Using the following instructions will allow full use of stereo bluetooth headphones on a mac without waiting for Leopard! Unfortunately The audio is delayed by nearly a second because this is such an indirect method.


  1. Install Darwin Ports (Install Guide)

    From http://darwinports.com/

  2. Install Soundflower

    http://www.cycling74.com/products/soundflower
    A restart is required.

  3. Set input and output sound devices to "Soundflower (2ch)"

  4. Install esd

    From a terminal window run:

    sudo port install pkgconfig audiofile esound

  5. Start esd for the first time (It should autostart afterwards):

    esd &


  6. Download bttest02.zip

    This is a GPL A2DP player by bkc based on a2player, available from www.emucamp.com/boukichi/btplay02.zip.

    Download Tim Hewett's modified version that works on both PPC and Intel from here.

    Extract the files and copy bttest and sbcenc to your local bin folder (e.g. /usr/local/bin).

  7. Create a shell script called in your local bin folder called a2dp.sh, replacing HEADSET with your bluetooth headset's device address.

    This address can be obtained in System Preferences -> Bluetooth - Devices, after pairing.

    Place these lines in the shell script:
    #!/bin/sh

    mkfifo /tmp/mixer

    ADDR=HEADSET

    esdrec | sbcenc -z 44 -s 4 -j - | bttest $ADDR -

    rm /tmp/mixer
  8. Run a2dp.sh

The resulting sound quality is at least as good as my Motorola V3x produces.
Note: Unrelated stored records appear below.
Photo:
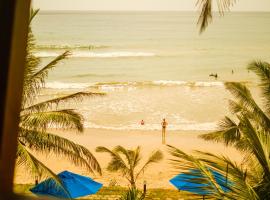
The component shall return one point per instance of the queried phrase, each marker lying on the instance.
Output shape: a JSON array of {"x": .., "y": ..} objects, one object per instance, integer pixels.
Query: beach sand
[{"x": 156, "y": 176}]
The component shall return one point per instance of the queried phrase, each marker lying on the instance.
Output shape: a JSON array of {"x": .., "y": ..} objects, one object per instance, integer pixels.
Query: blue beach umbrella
[
  {"x": 75, "y": 185},
  {"x": 186, "y": 181}
]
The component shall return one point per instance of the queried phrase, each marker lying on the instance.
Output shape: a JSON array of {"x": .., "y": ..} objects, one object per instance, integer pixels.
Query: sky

Another thing to note is that if the headset goes out of range it does not reconnect properly.


If you try this with a headset other than the Motorola HT820, please post a comment about your experience. So far there have been some negative reports for Sony Ericsson headsets.

Thanks to bkc for the port! Also this hint was helpful, Create a wireless speaker setup without AirTunes.

Enjoy!

Update: New version of btplay.

Update 2: Added link to install guide.

Update 3: Tweaked instructions to include pkgconfig and starting esd (thanks jon) for the first time.

Update 4: Request for information on experiences with other headsets.

Update 5: Thanks to Tim Hewett this now works on PPC and the shell script has been improved. Confirmed working on Jabra BT320s. As always reports of success or otherwise are greatly appreciated!!